Existing methods also require collecting a standard blood draw of about 7.5 milliliters, including when testing kids.
“[Drawing] a tube of blood from a child is not practical,” said Papautsky, the Richard and Loan Hill Professor of Bioengineering in UIC’s College of Engineering. “Just thinking about how my kids react to flu shots – they always try to be brave until they see the needle, and then brave goes out the window. And it doesn’t matter how many princess [bandages] you put on afterward.”
Papautsky’s sensor currently requires a 1-milliliter blood sample to test for metals, but his goal is to be able to conduct testing using a single drop of blood, like a glucometer, which is used by diabetics to monitor blood sugar levels.
During preliminary testing, the sensor has detected levels of manganese with an accuracy of about 90 percent and in just a few hours, though Papautsky hopes to get the wait time down to 10 to 20 minutes.
Papautsky estimates the sensors could cost $10 or less each, not including the hardware or software, which would need to be purchased just once.
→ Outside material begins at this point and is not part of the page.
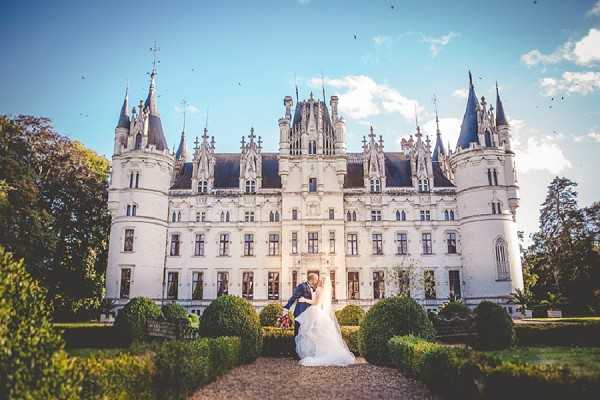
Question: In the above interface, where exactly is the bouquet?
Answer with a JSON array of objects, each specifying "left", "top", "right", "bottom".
[{"left": 277, "top": 313, "right": 291, "bottom": 329}]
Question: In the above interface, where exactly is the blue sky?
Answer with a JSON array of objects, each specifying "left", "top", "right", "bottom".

He said the technology could be ready to hit the market in about five years if it attracts sufficient investment.
“We want to make this process as simple as possible so that it can be done in the field and with low enough limits of detection,” he said.
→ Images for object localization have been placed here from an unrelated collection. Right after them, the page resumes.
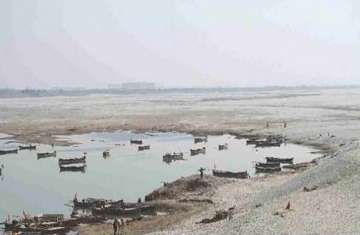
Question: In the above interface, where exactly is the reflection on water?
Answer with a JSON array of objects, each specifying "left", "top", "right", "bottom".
[{"left": 0, "top": 131, "right": 320, "bottom": 221}]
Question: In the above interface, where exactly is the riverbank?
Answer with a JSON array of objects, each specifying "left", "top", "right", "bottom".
[{"left": 1, "top": 87, "right": 360, "bottom": 234}]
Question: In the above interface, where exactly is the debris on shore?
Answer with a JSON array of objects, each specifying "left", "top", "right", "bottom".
[{"left": 197, "top": 207, "right": 235, "bottom": 224}]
The last point is key when it comes to lead, Papautsky said, because existing technology for measuring lead levels was developed in the 1980s, when higher levels of exposure were deemed acceptable.
Today, no amount of exposure to lead is considered safe, especially in children – yet the system used to test for lead is unable to detect levels below a certain threshold, Papautsky said. That makes it difficult if not impossible to accurately measure exposure levels in those who live near pollution-emitting factories or other types of industry, he said.
“There have been a lot of concerns from the [National Institutes of Health] that the system is not quite capable of doing these measurements,” Papautsky said.
Papautsky and his colleagues are developing a number of parts needed for the sensors: the chip on which a blood sample is placed; the device that sends an electric current through the chip to separate out the metal contained in the blood; the software to process the results; and the user interface that displays them.
The technology applies the processes of electrochemistry on a micro scale, a first for tests involving blood, Papautsky said.
“We’ll learn so much from this device,” said Erin Haynes, an associate professor in the University of Cincinnati’s Department of Environmental Health. Haynes is a co-investigator on the sensor project, along with University of Cincinnati chemistry professor William Heineman.
Haynes approached Papautsky about developing the metals sensor years ago after becoming frustrated with long wait times to obtain results for a study she was conducting of children in a southeastern Ohio community with high exposures to manganese.
Months after collecting blood samples, Haynes would receive calls from parents wanting to know the results from their children’s tests.
“It could take three to six months, and that was not satisfactory to the participants; they wanted their data,” said Haynes, who said Papautsky’s sensor could “revolutionize” public health efforts to test and treat those exposed to toxic metals.
Next year, Papautsky and his team will seek to validate their sensor by comparing results of blood tests from 150 children in Chicago neighborhoods with heightened exposures to manganese dust. Researchers will test the samples using both existing methods and the new sensor.
Garza said she plans for her children to participate in the study.
“Without having those results, there’s no way we’re going to stop this,” she said. “We have to have proof that people are getting contaminated and it’s making people sick. Without that information, our fight is really difficult.”